Coulomb's Law problem: Charged particles and the net electric field and force

[lydia_y620]

Homework Statement

Figure (a) shows charged particles 1 and 2 that are fixed in place on an x axis. Particle 1 has a charge with a magnitude of |q1| = 19e. Particle 3 of charge q3 = +16e is initially on the x axis near particle 2.Then particle 3 is gradually moved in the positive direction of the x axis. As a result, the magnitude of the net electrostatic force on particle 2 due to particles 1 and 3 changes. Figure (b) gives the x component of that net force as a function of the position x of particle 3. The scale of the x axis is set by xs = 1.70 m. The plot has an asymptote of F2,net = 0.8688 × 10-25 N as x → ∞. As a multiple of e and including the sign, what is the charge q2 of particle 2?

Homework Equations

F = kq₁q₂/r²

The Attempt at a Solution

As x --> ∞, the force on particle 2 comes just from particle 1, so the force from particle 1 is always 0.8688 x 10^-25 N because particles 1 and 2 are stationary.
When x = 0.85 for particle 3, the net force on particle 2 is 0, so the force from particle 1 must equal the force from particle 3.
This means that 0.8688 x 10^-25 = k(q2*16e)/0.85^2
Is this correct? Apparently my answer is incorrect after I tried solving for q2 in terms of e.

 

[haruspex]

1. Figure (a) shows charged particles 1 and 2 that are fixed in place on an x axis. Particle 1 has a charge with a magnitude of |q1| = 19e. Particle 3 of charge q3 = +16e is initially on the x axis near particle 2.Then particle 3 is gradually moved in the positive direction of the x axis. As a result, the magnitude of the net electrostatic force on particle 2 due to particles 1 and 3 changes. Figure (b) gives the x component of that net force as a function of the position x of particle 3. The scale of the x axis is set by xs = 1.70 m. The plot has an asymptote of F2,net = 0.8688 × 10-25 N as x → ∞. As a multiple of e and including the sign, what is the charge q2 of particle 2?
View attachment 112319

Homework Equations

F = kq₁q₂/r²

The Attempt at a Solution

As x --> ∞, the force on particle 2 comes just from particle 1, so the force from particle 1 is always 0.8688 x 10^-25 N because particles 1 and 2 are stationary.
When x = 0.85 for particle 3, the net force on particle 2 is 0, so the force from particle 1 must equal the force from particle 3.
This means that 0.8688 x 10^-25 = k(q2*16e)/0.85^2
Is this correct? Apparently my answer is incorrect after I tried solving for q2 in terms of e.[/B]

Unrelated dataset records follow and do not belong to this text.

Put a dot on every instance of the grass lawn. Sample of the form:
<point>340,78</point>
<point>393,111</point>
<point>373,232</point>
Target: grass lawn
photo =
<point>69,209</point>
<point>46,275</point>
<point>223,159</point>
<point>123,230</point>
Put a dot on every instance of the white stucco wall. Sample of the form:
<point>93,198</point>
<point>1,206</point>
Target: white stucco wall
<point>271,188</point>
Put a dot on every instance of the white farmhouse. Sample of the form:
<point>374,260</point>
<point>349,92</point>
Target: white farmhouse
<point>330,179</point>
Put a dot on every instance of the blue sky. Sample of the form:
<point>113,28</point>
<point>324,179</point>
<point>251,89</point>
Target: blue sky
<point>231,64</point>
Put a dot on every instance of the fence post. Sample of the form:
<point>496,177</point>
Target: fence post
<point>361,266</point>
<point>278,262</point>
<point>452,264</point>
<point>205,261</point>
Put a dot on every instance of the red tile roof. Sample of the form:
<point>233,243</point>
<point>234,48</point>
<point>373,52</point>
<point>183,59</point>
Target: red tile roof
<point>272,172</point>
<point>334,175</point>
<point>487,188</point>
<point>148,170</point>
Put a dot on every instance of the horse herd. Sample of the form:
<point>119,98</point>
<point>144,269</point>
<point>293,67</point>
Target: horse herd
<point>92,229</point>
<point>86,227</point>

Please post your final answer.
I note that it asks for the charge as a multiple of e, but your last equation would naturally give a multiple of 1/e.

 

[lydia_y620]

Please post your final answer.
I note that it asks for the charge as a multiple of e, but your last equation would naturally give a multiple of 1/e.

My final answer was (4.359 x 10^-37)/e, which, like you've said, doesn't make sense because it's a multiple of 1/e.

 

[haruspex]

My final answer was (4.359 x 10^-37)/e, which, like you've said, doesn't make sense because it's a multiple of 1/e.

It does make sense. It arises naturally from q₁=Fr²/(kq₂).
So express it as constant x e instead. e is a known value.

 

[NSchool2000]

The checker is not taking it as that.

 

[haruspex]

The checker is not taking it as that.

What checker is not taking what as what?